CSE 599, Spring 2019

Reinforcement Learning and Bandits

Quick links:
Notes Lectures Homework Office Hours Projects

Instructors: Alekh Agarwal Sham Kakade

Class lectures: MW 1:30-2:50pm, Room: CSE2 G04

Contact: rl_instructors@cs.washington.edu

Please communicate to the instructors and TA only through this account. Emails not sent to this list, with regards to the course, will not be responded to in a timely manner.

Discussion: Piazza discussion board

Please send all questions about homeworks, lectures, and policies to the Piazza discussion board.

Announcements:

Please make sure you monitor announcements from Piazza. It is important for you to make sure you get these announcements in a timely manner.

Office Hours:

Please double check the website before you arrive for location changes/cancellations.

Krishna Pillutla: Wednesdays, 3-4 pm, CSE2 152

About the Course and Prerequisites

This course focuses on several theoretical foundations of sequential decision making. The course is concerned with the general problem of reinforcement learning and sequential decision making, going from algorithms for small-state Markov decision processes to methods that handle large state spaces. We also cover sequential decision making in the multi-armed bandit framework and proceed to the more general contextual bandit problem. We focus on the main algorithms, performance guarantees, lower bounds, and applications.

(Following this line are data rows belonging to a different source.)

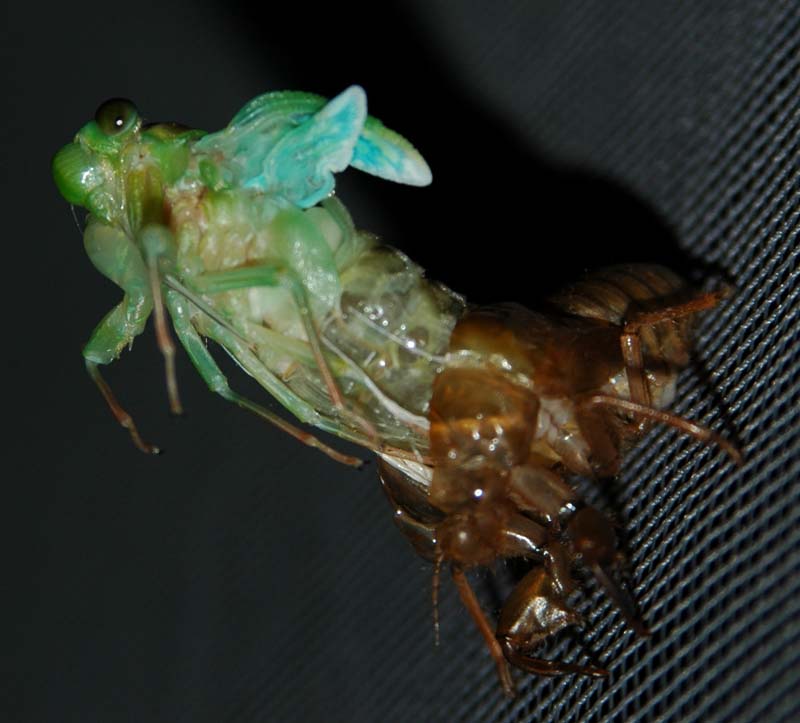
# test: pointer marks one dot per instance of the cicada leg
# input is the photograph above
(534, 611)
(117, 258)
(218, 383)
(159, 247)
(476, 612)
(252, 276)
(699, 432)
(631, 343)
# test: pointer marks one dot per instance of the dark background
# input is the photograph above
(243, 577)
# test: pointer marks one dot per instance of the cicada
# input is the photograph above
(479, 416)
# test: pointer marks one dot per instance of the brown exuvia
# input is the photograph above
(526, 401)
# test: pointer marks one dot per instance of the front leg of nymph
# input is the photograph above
(117, 258)
(534, 611)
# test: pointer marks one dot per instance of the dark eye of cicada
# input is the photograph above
(116, 116)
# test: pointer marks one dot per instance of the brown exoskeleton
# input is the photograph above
(526, 400)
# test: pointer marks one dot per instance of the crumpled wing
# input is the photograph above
(292, 143)
(300, 166)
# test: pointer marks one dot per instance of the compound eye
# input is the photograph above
(116, 116)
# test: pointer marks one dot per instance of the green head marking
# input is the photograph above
(117, 166)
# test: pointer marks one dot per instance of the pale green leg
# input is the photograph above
(218, 383)
(215, 282)
(116, 257)
(160, 251)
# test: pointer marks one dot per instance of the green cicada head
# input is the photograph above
(117, 166)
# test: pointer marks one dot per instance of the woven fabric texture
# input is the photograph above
(243, 577)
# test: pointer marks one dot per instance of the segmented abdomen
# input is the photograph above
(611, 294)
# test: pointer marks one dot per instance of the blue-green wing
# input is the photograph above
(385, 153)
(300, 166)
(292, 143)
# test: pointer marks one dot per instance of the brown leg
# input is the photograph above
(163, 338)
(474, 609)
(687, 426)
(119, 413)
(631, 343)
(534, 611)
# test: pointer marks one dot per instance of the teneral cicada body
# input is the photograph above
(478, 416)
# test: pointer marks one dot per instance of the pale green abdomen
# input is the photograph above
(383, 336)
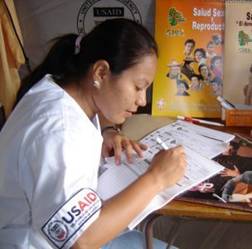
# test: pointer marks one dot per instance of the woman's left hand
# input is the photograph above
(114, 143)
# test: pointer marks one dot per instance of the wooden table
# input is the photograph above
(139, 126)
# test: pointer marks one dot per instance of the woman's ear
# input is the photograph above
(101, 70)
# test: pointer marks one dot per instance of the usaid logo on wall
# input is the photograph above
(92, 12)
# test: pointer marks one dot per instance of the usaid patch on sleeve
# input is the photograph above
(74, 216)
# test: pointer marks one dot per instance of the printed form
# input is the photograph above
(200, 146)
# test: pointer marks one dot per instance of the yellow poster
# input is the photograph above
(190, 66)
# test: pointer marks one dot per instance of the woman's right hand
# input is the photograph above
(168, 167)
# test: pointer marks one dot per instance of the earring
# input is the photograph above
(97, 84)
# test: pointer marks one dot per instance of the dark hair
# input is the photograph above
(190, 41)
(121, 42)
(199, 77)
(202, 50)
(202, 65)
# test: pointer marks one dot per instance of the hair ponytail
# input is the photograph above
(59, 61)
(121, 42)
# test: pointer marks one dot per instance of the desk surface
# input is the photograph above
(140, 125)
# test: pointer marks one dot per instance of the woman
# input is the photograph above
(51, 144)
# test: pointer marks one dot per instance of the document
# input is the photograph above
(200, 144)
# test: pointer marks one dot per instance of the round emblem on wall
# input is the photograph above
(58, 231)
(92, 12)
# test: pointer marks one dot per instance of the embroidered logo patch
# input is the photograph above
(77, 213)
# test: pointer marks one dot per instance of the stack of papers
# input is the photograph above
(201, 145)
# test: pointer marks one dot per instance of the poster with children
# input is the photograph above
(238, 52)
(190, 66)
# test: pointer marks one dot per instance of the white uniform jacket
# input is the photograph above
(49, 158)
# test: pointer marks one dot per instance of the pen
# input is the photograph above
(225, 104)
(162, 143)
(199, 121)
(218, 197)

Prerequisites: Students entering the class should have a commanding grasp of machine learning, probability and statistics, optimization, and linear algebra. Students who are weak in these areas should take the course at a later date.

Grading Policies

Grades will be based on three assignments (50%) and a course project (50%). ALL HOMEWORK MUST BE SUBMITTED, EVEN IF IT IS FOR 0 CREDIT, IN ORDER TO PASS THE CLASS. (Empty homeworks do not count.) There will be a poster session on ~~Thursday, June 6th from 10-noon~~ Wednesday, June 5th from 1.30-3.30 pm. YOU MUST BE PRESENT AT THE POSTER SESSION TO PASS THE CLASS.

Project:

See the project page link for details. You are expected to complete a project for the class. This will provide you with an opportunity to go in depth in one reinforcement learning topic you have learned about.

Homeworks:

All homework will be mathematical in nature, focussing on the theory of RL and bandits; there will not be a programming component. The entire HW must be submitted in one single typed pdf document (not handwritten). There will be two homework sets and an optional homework 3, in addition to a homework 0. HW0 is MANDATORY to pass to satisfactory level; it is to check your knowledge of the prerequisites in probability, statistics, and linear algebra.

Homework Grading:

The cumulative homework score will be obtained by the following weighting scheme: 20%, 40%, 40% for the mandatory components of HW0-HW2 respectively. All optional and extra credit components, including the optional HW3 will be weighed in to an additional 30% (i.e., the maximum cumulative grade on the HW is 130/100). If the cumulative optional work for extra credit is equivalent to the work of one well-done homework, it will be assigned the full 30%. Possible exceptions apply, based on instructors' judgement, to exceptional HW or extra credit which may be assigned a higher grade.

Homework Rules:

Homework must be done individually: each student must hand in their own answers. It is acceptable for students to discuss problems with each other; it is not acceptable for students to look at another students written answers. You must also indicate on each homework with whom you collaborated with.

HW Late Policy:

Homeworks must be submitted by the posted due date. You are allowed up to 4 total LATE DAYs for the homeworks throughout the entire quarter and up to 2 late days PER HOMEWORK assignment; these will be automatically deducted if your assignment is late. For example, any day in which an assignment is late by up to 24 hours, then one late day will be used (up to two late days). After your late days are used up, late penalties will be applied: any assignment turned in late will incur a reduction in score by 33% for each late day, so if an assignment is up to 24 hours late, it incurs a penalty of 33%. Else if it is up to 48 hours late, it incurs a penalty of 66%. And any longer, it will receive no credit. We will track all your late days and any deductions will be applied in computing the final grades. If you are unable to turn in HWs on time, aside from permitted days, then do not enroll in the course.

Re-grading policy:

All re-grading requests (for the homework and the midterm) must be submitted (on Gradescope) within seven days after any grades are released. This policy is to ensure that we can address any concerns in a timely and fair manner. The focus of office hours and in person discussions are solely limited to asking knowledge related questions.

Related courses

The course will follow lectures notes. Helpful books are:

Markov Decision Processes: Discrete Stochastic Dynamic Programming, by Martin Puterman.
Neuro-Dynamic Programming, by Dimitri Bertsekas and John Tsitsiklis.
Dynamic Programming and Optimal Control, Vol. I and Vol II, by D. P. Bertsekas.
Algorithms of Reinforcement Learning, by Csaba Szepesvari. (pdf available online)
Reinforcement Learning: An Introduction, by Rich Sutton and Andrew Barto. (draft available online)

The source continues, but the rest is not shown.